Ja. Allerdings dürfen für Kinder bis 14 Jahre nur die Sorgeberechtigten die Änderungserklärung gegenüber dem Standesamt abgeben. Jugendliche ab 14 Jahren können die Erklärung selbst abgeben, sie bedarf aber der Zustimmung der Sorgeberechtigten. Stimmen diese nicht zu, kann die Zustimmung von einem Familiengericht ersetzt werden, sofern die Änderung des Geschlechtseintrags und der Vornamen dem Kindeswohl aus Sicht der Richter nicht widerspricht.
Laut dem Gesetzestext ist es ausserdem möglich, dass für Kinder zwischen 0 und 14 Jahren die Eltern den Geschlechtseintrag regeln.

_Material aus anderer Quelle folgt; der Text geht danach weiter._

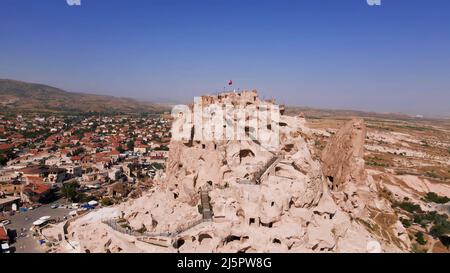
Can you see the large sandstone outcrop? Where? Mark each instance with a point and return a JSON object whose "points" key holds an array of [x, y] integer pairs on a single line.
{"points": [[353, 189]]}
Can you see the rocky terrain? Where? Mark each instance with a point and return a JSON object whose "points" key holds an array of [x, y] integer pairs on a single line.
{"points": [[322, 189]]}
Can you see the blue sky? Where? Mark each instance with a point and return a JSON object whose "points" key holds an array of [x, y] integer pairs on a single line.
{"points": [[319, 53]]}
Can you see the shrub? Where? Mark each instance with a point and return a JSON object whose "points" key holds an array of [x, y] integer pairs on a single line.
{"points": [[420, 239], [435, 198]]}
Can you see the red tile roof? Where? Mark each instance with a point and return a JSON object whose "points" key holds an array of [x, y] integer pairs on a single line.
{"points": [[3, 234]]}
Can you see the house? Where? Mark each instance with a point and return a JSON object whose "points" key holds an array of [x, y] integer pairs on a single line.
{"points": [[56, 175], [73, 170], [118, 189], [8, 203], [13, 188], [34, 172], [114, 173], [7, 175], [140, 148]]}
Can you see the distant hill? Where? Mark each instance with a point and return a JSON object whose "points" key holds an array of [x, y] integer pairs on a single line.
{"points": [[24, 96]]}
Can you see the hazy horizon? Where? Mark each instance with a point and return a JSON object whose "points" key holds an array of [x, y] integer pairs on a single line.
{"points": [[334, 55]]}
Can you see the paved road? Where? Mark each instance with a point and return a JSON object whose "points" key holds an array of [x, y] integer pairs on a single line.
{"points": [[24, 220]]}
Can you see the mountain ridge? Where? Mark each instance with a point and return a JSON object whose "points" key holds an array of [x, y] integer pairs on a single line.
{"points": [[25, 96]]}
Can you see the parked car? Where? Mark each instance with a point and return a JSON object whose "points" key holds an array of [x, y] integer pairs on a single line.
{"points": [[5, 222]]}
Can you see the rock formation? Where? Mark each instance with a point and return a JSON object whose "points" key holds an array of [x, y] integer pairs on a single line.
{"points": [[262, 198]]}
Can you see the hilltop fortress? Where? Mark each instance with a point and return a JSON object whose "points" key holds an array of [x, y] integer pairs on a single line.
{"points": [[248, 183]]}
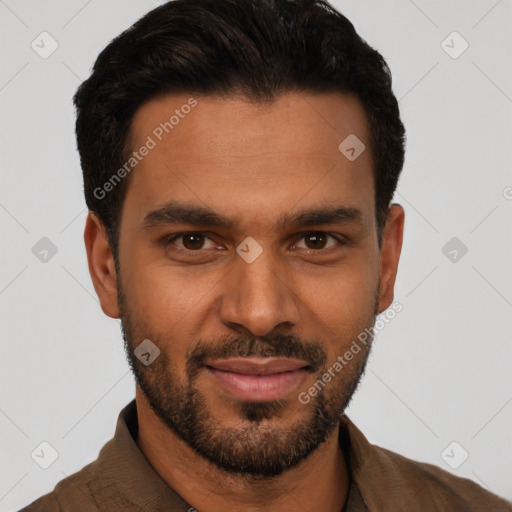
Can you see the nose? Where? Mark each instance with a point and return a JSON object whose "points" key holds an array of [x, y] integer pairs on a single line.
{"points": [[258, 297]]}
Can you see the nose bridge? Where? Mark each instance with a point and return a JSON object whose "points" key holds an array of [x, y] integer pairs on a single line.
{"points": [[257, 296]]}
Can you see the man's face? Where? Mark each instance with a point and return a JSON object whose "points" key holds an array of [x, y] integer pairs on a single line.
{"points": [[242, 333]]}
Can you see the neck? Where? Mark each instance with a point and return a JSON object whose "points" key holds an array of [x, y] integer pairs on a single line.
{"points": [[320, 482]]}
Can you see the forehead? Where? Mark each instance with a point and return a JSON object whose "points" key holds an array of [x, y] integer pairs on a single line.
{"points": [[247, 159]]}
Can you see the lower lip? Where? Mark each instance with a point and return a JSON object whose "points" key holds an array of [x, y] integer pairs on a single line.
{"points": [[259, 387]]}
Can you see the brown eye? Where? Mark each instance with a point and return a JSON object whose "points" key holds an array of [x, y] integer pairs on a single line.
{"points": [[190, 241], [193, 241], [315, 240]]}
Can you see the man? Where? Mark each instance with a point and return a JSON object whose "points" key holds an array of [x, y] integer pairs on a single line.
{"points": [[239, 160]]}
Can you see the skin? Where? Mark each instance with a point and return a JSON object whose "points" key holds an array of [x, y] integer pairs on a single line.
{"points": [[252, 163]]}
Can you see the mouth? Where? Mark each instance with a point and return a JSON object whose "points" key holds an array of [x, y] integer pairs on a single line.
{"points": [[258, 379]]}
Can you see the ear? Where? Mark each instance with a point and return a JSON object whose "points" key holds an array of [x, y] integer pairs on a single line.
{"points": [[101, 264], [390, 255]]}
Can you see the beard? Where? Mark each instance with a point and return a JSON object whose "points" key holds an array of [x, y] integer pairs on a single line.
{"points": [[256, 445]]}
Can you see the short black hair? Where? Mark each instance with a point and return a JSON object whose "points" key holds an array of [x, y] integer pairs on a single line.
{"points": [[255, 49]]}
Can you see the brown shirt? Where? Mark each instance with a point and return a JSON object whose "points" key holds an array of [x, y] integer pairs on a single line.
{"points": [[122, 480]]}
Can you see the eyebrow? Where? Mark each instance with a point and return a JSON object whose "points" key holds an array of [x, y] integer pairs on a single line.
{"points": [[179, 213]]}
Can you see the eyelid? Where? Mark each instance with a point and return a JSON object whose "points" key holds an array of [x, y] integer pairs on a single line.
{"points": [[299, 236]]}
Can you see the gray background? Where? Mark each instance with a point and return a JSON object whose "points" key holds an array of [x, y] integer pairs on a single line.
{"points": [[440, 371]]}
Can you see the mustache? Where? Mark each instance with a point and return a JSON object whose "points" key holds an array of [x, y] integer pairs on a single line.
{"points": [[279, 345]]}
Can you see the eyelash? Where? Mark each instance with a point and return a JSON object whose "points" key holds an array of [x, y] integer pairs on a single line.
{"points": [[168, 240]]}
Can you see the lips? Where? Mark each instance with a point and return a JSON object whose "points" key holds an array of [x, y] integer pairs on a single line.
{"points": [[258, 379], [258, 366]]}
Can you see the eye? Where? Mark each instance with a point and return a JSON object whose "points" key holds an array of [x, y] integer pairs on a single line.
{"points": [[191, 241], [317, 240]]}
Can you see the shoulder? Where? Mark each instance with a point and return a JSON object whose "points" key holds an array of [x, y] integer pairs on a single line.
{"points": [[446, 490], [388, 480], [72, 494]]}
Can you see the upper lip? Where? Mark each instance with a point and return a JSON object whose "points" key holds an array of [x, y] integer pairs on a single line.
{"points": [[258, 365]]}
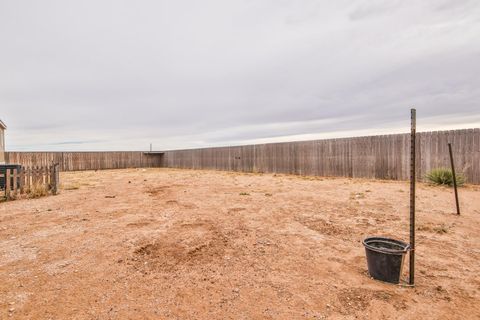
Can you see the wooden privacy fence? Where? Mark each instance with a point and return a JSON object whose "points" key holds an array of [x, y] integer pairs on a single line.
{"points": [[381, 157], [78, 161], [29, 179]]}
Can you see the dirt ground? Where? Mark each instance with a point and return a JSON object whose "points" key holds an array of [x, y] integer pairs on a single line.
{"points": [[184, 244]]}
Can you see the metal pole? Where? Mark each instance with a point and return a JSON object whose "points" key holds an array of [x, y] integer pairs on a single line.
{"points": [[454, 177], [413, 115]]}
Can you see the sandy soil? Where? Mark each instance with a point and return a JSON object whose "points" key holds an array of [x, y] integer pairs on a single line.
{"points": [[172, 244]]}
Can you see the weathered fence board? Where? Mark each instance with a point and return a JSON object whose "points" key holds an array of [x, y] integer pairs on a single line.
{"points": [[24, 180], [382, 157], [77, 161]]}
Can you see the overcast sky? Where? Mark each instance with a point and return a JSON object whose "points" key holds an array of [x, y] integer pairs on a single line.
{"points": [[118, 75]]}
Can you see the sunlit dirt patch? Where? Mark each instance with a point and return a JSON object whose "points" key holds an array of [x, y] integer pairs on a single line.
{"points": [[183, 245], [322, 226]]}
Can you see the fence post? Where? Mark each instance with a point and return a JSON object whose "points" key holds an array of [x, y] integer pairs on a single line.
{"points": [[55, 178], [7, 184], [15, 182], [22, 179]]}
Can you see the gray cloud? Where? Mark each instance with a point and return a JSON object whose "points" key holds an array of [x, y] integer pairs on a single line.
{"points": [[117, 75]]}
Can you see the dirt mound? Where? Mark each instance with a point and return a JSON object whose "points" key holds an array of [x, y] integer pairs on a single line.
{"points": [[186, 244], [322, 226]]}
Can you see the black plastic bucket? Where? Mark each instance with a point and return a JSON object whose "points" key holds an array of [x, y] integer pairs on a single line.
{"points": [[385, 258]]}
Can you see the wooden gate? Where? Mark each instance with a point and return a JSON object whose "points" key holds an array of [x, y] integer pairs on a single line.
{"points": [[34, 181]]}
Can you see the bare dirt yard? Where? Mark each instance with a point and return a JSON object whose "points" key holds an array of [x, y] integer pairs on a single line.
{"points": [[184, 244]]}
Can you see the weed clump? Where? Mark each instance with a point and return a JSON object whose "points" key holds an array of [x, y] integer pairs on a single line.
{"points": [[444, 176]]}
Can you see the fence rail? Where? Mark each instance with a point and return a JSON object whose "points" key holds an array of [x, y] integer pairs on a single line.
{"points": [[28, 179], [78, 161], [381, 157]]}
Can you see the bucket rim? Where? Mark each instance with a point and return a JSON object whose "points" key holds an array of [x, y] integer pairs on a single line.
{"points": [[404, 245]]}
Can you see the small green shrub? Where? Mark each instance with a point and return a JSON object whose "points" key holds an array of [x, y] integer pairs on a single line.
{"points": [[444, 176], [37, 191]]}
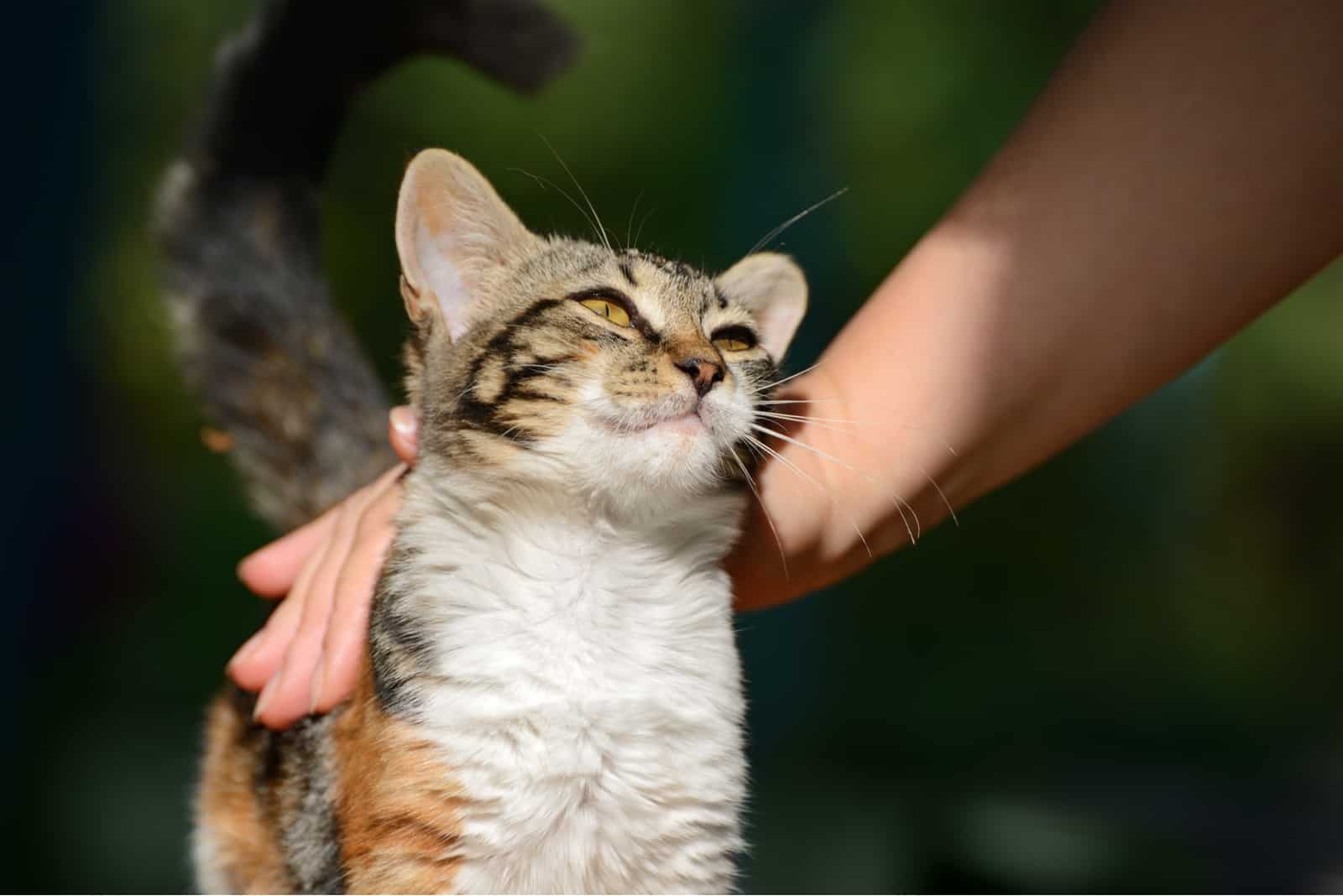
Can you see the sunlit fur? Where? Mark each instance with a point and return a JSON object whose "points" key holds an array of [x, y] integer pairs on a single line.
{"points": [[552, 696]]}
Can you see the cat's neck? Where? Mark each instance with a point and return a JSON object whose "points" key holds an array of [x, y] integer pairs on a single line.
{"points": [[579, 674], [480, 571]]}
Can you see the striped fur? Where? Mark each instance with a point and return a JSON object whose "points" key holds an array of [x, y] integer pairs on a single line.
{"points": [[551, 701]]}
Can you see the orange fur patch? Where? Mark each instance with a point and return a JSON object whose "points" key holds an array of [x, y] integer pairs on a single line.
{"points": [[398, 805], [243, 846]]}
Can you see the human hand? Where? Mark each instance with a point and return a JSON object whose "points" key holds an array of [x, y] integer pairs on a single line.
{"points": [[306, 659]]}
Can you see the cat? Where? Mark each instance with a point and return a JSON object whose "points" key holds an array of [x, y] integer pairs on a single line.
{"points": [[551, 698]]}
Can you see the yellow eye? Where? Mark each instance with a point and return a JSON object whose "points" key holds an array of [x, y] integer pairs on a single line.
{"points": [[609, 310]]}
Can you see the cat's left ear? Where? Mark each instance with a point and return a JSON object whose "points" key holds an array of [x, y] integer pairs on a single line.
{"points": [[772, 289], [453, 231]]}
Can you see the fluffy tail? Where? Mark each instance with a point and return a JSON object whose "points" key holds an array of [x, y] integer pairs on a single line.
{"points": [[279, 369]]}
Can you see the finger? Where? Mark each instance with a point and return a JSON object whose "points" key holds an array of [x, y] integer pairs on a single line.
{"points": [[272, 570], [289, 698], [259, 658], [348, 628], [269, 658], [403, 431]]}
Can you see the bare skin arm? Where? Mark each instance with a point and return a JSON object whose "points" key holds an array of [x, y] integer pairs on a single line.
{"points": [[1182, 172]]}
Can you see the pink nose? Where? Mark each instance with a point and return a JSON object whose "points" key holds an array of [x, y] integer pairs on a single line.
{"points": [[703, 373]]}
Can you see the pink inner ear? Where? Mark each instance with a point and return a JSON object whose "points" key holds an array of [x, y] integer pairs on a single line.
{"points": [[442, 278]]}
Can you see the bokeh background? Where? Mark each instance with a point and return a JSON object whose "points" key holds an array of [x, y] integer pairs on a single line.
{"points": [[1118, 672]]}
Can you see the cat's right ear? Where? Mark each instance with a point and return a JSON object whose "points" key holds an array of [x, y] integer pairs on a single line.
{"points": [[452, 232]]}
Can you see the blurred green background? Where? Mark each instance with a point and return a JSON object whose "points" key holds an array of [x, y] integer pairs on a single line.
{"points": [[1118, 672]]}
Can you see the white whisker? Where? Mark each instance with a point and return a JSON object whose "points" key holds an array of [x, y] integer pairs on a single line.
{"points": [[895, 497], [769, 387], [792, 466], [781, 228], [606, 242], [766, 510]]}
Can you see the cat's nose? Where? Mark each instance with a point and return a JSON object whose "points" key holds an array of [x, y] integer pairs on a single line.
{"points": [[703, 373]]}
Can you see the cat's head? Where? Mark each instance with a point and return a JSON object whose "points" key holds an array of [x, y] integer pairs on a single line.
{"points": [[610, 372]]}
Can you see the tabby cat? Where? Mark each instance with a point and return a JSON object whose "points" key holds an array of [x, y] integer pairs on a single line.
{"points": [[551, 701]]}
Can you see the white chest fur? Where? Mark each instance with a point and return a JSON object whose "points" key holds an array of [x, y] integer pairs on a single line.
{"points": [[586, 690]]}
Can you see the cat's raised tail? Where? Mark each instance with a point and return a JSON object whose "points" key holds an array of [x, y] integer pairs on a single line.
{"points": [[237, 221]]}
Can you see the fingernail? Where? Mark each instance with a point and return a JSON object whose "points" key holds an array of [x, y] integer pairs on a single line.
{"points": [[403, 420], [316, 690], [245, 651], [265, 696]]}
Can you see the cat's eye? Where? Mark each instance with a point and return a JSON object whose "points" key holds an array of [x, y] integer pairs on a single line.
{"points": [[609, 310], [734, 340]]}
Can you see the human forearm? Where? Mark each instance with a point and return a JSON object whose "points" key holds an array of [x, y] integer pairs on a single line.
{"points": [[1179, 175]]}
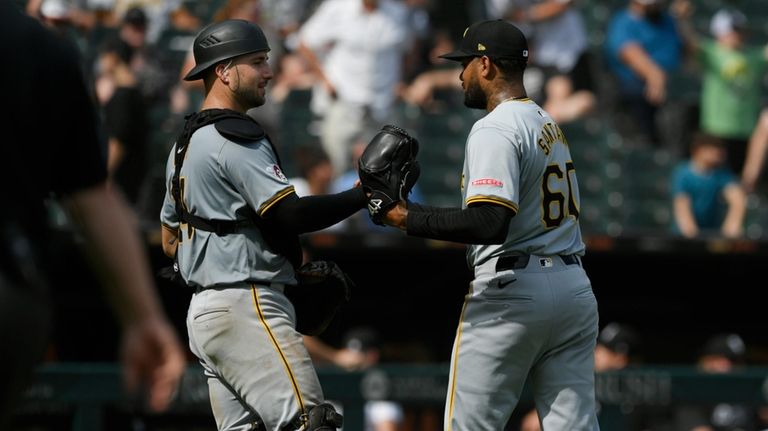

Konkret heisst es: «Ist die minderjährige Person geschäftsunfähig oder hat sie das 14. Lebensjahr noch nicht vollendet, kann nur der gesetzliche Vertreter die Erklärungen zur Änderung des Geschlechtseintrags und der Vornamen für die Person abgeben.» Solch eine Erklärung bedürfe nur des Einverständnisses des Kindes, wenn es das fünfte Lebensjahr vollendet hat.
Wer jemanden «absichtlich schädigt», indem er dessen früheres Geschlecht oder dessen frühere Vornamen öffentlich macht oder ausforscht, riskiert ein Bussgeld von bis zu 10 000 Euro. Aktivisten sprechen von «Deadnaming», wenn der frühere Name eines Menschen, der ihn aufgrund der empfundenen Identität ändern liess, verwendet wird. Nach dem Selbstbestimmungsgesetz handelt es sich dabei um eine Ordnungswidrigkeit.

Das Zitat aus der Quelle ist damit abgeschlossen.